Unitrin Advantage Insurance Co. v Carothers, 2007 NY Slip Op 32654(U) Supreme NY
This decision is in PDF form and I can’t really link to it. You can find it by searching the name or using the Slip Op citation.
Briefly.
Unitrin asked for an EUO of Carothers on several occasions. Carothers asked to be reimbursed for the time and expense. Unitrin never got back to him. Unitrin initiated a declaratory judgment action in Supreme Court.

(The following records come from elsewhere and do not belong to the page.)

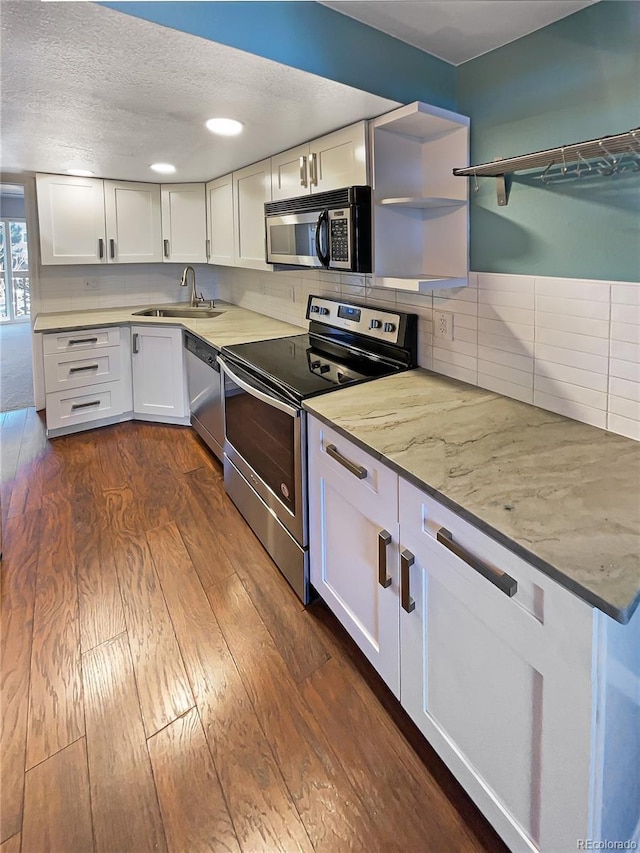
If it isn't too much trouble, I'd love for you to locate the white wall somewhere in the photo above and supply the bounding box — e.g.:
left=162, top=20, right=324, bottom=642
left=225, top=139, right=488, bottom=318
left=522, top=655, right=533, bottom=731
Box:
left=217, top=267, right=640, bottom=440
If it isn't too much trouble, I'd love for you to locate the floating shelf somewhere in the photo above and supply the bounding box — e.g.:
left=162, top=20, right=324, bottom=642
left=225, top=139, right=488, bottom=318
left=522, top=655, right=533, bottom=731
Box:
left=376, top=196, right=467, bottom=210
left=453, top=128, right=640, bottom=205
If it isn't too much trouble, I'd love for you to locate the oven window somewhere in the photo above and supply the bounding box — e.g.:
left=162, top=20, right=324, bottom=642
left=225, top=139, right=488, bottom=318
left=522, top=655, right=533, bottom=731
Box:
left=225, top=385, right=296, bottom=514
left=269, top=222, right=316, bottom=258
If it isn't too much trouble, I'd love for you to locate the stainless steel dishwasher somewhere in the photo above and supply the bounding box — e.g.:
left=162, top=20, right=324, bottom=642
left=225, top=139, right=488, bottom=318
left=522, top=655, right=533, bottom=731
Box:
left=184, top=332, right=224, bottom=462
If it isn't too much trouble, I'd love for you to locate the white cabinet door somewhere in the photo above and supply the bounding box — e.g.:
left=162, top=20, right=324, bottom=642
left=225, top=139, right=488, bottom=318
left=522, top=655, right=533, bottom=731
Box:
left=233, top=160, right=271, bottom=270
left=162, top=184, right=207, bottom=264
left=104, top=181, right=162, bottom=264
left=400, top=480, right=593, bottom=853
left=307, top=417, right=400, bottom=696
left=36, top=175, right=107, bottom=265
left=309, top=121, right=369, bottom=193
left=271, top=142, right=309, bottom=201
left=206, top=175, right=235, bottom=266
left=131, top=326, right=188, bottom=423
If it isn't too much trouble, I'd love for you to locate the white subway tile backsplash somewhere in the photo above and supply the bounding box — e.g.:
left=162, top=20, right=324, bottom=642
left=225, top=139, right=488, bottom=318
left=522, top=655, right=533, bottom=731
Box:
left=478, top=368, right=533, bottom=403
left=478, top=358, right=533, bottom=388
left=536, top=325, right=609, bottom=358
left=611, top=282, right=640, bottom=305
left=536, top=278, right=611, bottom=305
left=535, top=343, right=609, bottom=374
left=536, top=295, right=609, bottom=320
left=533, top=391, right=607, bottom=429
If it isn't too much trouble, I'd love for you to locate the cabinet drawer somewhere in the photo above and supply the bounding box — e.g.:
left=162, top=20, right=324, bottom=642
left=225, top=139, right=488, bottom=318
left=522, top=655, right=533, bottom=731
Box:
left=308, top=418, right=398, bottom=516
left=44, top=347, right=122, bottom=393
left=47, top=382, right=124, bottom=429
left=42, top=326, right=120, bottom=355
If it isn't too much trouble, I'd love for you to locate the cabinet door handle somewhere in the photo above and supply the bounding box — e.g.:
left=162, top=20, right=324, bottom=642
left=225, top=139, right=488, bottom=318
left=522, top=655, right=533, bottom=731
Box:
left=69, top=364, right=100, bottom=373
left=325, top=444, right=368, bottom=480
left=300, top=154, right=309, bottom=187
left=400, top=548, right=416, bottom=613
left=71, top=400, right=100, bottom=411
left=378, top=530, right=391, bottom=589
left=309, top=153, right=318, bottom=187
left=436, top=527, right=518, bottom=598
left=69, top=338, right=98, bottom=346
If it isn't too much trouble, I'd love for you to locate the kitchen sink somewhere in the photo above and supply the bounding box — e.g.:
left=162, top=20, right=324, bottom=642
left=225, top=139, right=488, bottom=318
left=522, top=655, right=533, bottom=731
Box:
left=133, top=308, right=224, bottom=320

Carothers made a motion to dismiss the complaint. The Court found that Carothers failure to appear for the “EUO’s cannot by itself constitute a willful failure to submit to an EUO resulting in a material breach of the policy. In order to establish willful failure constituting material breach of the policy, plaintiff (in this case Unitrin) must show that the defendant’s (Carothers) attitude “was one of willful and avowed obstruction,” involving a “pattern of noncooperation for which no reasonable excuse is offered.” (citations omitted by me). ”Indeed, Dr. Carothers did not object to appearing for an EUO, but sought payment for lost wages and transportation expsense, payment to which he was entitled under 11 NYCRR section 65-3.5(e).” (emphasis added by me). Although Unitrin claims the amount demanded by Carothers was unreasonable, there is no indication that it attempted to negotiate with Carothers…[i]nstead, it simply commenced this declaratory judgment action.” ”Based on such facts, Unitrin is unable to show that Dr. Carothers willfully failed to appear for the EUO’s.”
“Plaintiff’s cause of action is also deficient because the complaint fails to allege facts indicating that an EUO was reasonably required.”
Unitrin’s cross-motion to amend was denied as it was “palpably without merit.”
Unitrin’s motion for a default judgment against the other parties was alo denied.